Quels sont les articles les plus controversés ?

D'abord, il y a l'article 59, celui qui concerne directement Aung San Suu Kyi, comme taillé sur mesure pour l'empêcher d'accéder à la présidence. Cet article interdit à toute personne mariée à un étranger où ayant des enfants de nationalité étrangère de se porter candidate à la présidentielle. Comme par hasard, Aung San Suu Kyi était mariée à un Britannique, décédé depuis, et elle a deux enfants nées en Grande-Bretagne, donc aussi de nationalité britannique. Les parlementaires ont justifié leur refus d'amender cette partie de la constitution sous prétexte qu'ils avaient recueilli plus de 100 000 signatures contre l'amendement de ce texte. Et comme pour disqualifier un peu plus Aung San Suu Kyi, les parlementaires ont précisé que seul 592 signatures étaient en faveur de la modification du texte. Bien sûr, l'opposante birmane a immédiatement réagi en remarquant qu'à côté des signatures, n'apparaissaient aucun nom et adresse, rendant la pétition nulle et non avenue. D'autres articles de la constitution sont tout autant controversés, comme celui qui octroie automatiquement, sans passer par des élections, un quart des sièges des assemblées aux militaires. C'est beaucoup. Cela donne aux militaires un pouvoir de véto, de blocage. Et c'est pour l'opposition un déni de démocratie. Mais il faut savoir qu'on en est au stade de recommandation. Le comité parlementaire va rendre son rapport au parlement et, pour le moment, on ignore quand et comment ce dernier va procéder en vue d'une révision de la constitution.

En admettant qu'elle puisse se présenter, quelles peuvent être les chances d'Aung San Suu Kyi de remporter la présidentielle ?
Aung San Suu Kyi est extrêmement populaire dans son pays, elle est admirée par une grande partie de la population. C'est la fille du général Aung San, l'artisan de l'indépendance de la BIrmanie. Il a été assassiné six mois avant la proclamation de l'indépendance par un rival politique. Aung San Suu Kyi, qu'on appelle par respect et admiration, la Dame de Rangoun, mais aussi "le Papillon de fer", a su rassembler grâce à sa politique non-violente, inspirée de Gandhi. Elle a passé de nombreuses années en prison et en résidence surveillée. En 1990, son parti, la Ligue Nationale pour la Démocratie avait remporté près de 59% des voix, c'était un véritable raz de marée. La junte avait annulé les résultats. La victoire de son parti aux élections de 2015 ne fait aucun doute. Malgré les nombreuses réformes spectaculaires entreprises ces dernières années sous la rpésidence de Thein Sein, il y a de forte chance que la population vote en masse pour la LND. Donc oui, si l'obstacle est levé dans la Constitution Aung San Suu Kyi a de fortes chances de devenir présidente.
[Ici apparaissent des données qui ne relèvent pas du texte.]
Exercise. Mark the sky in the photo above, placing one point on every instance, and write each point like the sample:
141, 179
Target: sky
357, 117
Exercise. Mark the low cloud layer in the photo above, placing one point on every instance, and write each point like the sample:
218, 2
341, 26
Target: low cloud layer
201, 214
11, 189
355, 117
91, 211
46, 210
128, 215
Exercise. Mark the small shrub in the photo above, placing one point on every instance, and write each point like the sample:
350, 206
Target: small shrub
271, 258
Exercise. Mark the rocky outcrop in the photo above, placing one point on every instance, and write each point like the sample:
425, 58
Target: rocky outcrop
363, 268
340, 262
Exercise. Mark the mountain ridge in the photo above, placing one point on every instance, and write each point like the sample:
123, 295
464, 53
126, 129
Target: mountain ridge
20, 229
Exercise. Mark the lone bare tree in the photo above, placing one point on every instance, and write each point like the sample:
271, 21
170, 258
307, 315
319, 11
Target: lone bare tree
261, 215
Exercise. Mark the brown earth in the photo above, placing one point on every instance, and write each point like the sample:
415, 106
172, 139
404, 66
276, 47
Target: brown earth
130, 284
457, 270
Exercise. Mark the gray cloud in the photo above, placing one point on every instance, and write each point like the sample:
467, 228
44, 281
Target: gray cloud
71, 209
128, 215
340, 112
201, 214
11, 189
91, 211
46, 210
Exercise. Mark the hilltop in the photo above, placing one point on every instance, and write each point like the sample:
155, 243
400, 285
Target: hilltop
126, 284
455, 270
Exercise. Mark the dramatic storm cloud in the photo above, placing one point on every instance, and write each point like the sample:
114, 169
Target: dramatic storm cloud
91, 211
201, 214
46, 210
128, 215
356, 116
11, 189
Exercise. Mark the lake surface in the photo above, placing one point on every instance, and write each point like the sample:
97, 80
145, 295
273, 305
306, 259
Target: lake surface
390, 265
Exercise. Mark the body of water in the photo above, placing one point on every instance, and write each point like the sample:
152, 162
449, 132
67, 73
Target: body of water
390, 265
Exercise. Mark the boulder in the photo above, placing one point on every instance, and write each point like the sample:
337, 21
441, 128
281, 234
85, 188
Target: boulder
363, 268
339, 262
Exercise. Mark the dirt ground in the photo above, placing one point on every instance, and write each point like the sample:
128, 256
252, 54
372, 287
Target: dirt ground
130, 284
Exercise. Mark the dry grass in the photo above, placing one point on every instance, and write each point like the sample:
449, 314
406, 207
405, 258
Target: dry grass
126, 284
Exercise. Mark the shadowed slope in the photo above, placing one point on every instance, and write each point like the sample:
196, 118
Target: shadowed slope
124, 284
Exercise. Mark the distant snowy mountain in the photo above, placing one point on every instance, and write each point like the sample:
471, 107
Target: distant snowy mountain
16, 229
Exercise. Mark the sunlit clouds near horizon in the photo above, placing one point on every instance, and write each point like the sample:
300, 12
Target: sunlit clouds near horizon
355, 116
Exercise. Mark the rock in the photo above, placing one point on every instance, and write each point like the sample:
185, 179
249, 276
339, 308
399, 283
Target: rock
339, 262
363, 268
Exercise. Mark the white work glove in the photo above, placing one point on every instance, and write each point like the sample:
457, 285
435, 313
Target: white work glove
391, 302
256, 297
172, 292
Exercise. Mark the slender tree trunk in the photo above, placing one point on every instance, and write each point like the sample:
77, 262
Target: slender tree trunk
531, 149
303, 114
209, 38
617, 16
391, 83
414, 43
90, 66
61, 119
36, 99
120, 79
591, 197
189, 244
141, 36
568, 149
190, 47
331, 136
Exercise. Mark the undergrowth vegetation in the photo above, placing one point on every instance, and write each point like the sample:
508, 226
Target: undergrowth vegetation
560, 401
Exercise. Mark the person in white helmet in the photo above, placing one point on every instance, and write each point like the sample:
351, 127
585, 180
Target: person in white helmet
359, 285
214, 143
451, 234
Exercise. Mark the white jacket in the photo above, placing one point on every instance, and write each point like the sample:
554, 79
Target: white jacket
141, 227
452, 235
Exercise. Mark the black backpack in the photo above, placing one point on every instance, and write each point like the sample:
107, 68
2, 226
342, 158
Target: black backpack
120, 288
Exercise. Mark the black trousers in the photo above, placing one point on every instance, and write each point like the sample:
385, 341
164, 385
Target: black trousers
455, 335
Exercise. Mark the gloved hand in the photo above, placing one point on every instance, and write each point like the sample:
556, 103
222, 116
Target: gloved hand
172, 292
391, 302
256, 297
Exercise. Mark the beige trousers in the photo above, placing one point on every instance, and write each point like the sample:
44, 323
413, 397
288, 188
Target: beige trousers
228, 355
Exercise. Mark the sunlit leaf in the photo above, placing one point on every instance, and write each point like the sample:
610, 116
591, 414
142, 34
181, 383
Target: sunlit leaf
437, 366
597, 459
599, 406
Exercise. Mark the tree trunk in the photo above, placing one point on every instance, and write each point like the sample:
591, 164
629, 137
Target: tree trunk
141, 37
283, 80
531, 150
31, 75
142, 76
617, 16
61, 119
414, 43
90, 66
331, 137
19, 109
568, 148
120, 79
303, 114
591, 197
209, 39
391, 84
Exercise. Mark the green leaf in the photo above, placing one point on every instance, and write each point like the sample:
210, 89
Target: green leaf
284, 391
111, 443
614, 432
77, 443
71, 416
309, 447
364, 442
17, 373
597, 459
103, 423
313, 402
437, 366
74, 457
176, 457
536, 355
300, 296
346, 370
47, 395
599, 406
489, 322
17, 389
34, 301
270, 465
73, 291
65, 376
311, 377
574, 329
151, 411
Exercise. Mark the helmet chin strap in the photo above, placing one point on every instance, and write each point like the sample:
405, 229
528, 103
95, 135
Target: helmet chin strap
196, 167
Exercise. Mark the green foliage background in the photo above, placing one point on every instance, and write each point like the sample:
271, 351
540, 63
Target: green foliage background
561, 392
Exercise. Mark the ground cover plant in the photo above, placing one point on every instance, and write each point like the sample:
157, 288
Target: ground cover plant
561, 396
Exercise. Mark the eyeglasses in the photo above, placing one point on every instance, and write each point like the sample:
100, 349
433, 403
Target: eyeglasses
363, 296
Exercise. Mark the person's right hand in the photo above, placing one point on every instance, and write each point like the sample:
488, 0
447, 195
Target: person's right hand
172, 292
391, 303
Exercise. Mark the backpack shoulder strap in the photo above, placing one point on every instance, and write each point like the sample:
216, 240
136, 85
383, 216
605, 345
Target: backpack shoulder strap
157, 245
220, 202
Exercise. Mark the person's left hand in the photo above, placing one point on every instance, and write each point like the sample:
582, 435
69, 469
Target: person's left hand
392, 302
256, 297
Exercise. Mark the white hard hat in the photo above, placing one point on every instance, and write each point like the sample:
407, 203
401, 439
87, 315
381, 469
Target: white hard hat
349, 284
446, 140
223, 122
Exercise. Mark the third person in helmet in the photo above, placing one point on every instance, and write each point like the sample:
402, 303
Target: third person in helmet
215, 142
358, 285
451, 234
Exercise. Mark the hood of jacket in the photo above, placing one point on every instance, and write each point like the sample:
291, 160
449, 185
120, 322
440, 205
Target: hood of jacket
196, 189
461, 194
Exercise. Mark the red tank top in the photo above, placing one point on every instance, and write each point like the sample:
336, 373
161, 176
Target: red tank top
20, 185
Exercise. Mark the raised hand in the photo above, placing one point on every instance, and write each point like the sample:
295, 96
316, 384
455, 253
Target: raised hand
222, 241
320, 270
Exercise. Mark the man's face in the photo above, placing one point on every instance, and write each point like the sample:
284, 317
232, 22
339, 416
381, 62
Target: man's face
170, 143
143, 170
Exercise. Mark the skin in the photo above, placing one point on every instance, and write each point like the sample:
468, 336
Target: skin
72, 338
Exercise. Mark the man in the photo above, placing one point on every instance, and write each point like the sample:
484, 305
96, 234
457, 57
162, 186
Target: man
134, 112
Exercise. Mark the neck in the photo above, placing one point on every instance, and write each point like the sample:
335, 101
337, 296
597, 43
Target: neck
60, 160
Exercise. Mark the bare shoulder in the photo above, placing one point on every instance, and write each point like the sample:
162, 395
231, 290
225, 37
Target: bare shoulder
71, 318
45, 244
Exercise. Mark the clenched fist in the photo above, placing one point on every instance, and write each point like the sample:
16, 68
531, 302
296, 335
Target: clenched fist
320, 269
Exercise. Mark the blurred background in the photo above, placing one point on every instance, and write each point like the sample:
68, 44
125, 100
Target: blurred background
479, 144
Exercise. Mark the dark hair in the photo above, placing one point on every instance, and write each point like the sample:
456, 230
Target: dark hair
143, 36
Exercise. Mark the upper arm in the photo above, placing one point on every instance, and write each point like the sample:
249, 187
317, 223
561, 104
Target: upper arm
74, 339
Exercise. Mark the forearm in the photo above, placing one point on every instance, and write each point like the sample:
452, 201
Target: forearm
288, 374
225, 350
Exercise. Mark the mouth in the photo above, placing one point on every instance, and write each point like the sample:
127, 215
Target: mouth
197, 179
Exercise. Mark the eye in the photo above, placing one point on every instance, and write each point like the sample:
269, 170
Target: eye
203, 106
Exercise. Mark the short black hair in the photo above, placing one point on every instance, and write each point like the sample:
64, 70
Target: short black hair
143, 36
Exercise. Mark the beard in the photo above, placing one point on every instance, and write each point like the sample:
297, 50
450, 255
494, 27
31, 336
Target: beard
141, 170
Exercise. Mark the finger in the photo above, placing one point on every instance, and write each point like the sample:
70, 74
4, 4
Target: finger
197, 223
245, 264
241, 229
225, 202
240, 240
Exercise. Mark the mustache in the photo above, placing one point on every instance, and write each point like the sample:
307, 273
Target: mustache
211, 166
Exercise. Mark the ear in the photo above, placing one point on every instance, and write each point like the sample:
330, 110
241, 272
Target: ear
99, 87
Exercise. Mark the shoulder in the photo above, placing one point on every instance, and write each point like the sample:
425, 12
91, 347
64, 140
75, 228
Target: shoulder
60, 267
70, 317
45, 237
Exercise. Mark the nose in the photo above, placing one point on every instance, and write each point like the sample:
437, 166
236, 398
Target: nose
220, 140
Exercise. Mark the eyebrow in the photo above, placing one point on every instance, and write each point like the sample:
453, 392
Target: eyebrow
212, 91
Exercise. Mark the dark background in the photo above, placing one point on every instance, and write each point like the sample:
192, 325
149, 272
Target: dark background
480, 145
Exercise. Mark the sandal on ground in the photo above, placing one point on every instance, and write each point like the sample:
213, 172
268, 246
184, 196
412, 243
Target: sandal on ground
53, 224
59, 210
Vous avez dit qu’on octroie automatiquement un quart des sièges des assemblées aux militaires. Pourquoi l'armée peut-elle ainsi siéger au parlement ?

L'explication est simple, la constitution a été rédigée par la junte militaire. Il est donc normal qu'une place soit dédiée à l'armée au sein du parlement. C'est une manière pour eux de garder le contrôle. On entre dans une période très intéressante.... On va voir jusqu'où l'armée est prête à aller et laisser véritablement la place aux civils. On a vu, depuis 2011, que le président Thein Sein a fait de nombreux efforts pour convaincre la communauté internationale de la sincérité de réformer le pays. Mais de nombreux analystes restent sceptiques. Thein Sein ne briguera pas un second mandat en 2015. Il a récemment déclaré qu'il était d'accord pour que la constitution soit révisée, y compris le chapitre qui freine les ambitions politiques d'Aung San Suu Kyi. Apparemment, la résistance est à chercher du côté de l'armée, qui continue à tirer les ficelles et à empêcher l'émergence d'une réelle démocratie dans le pays.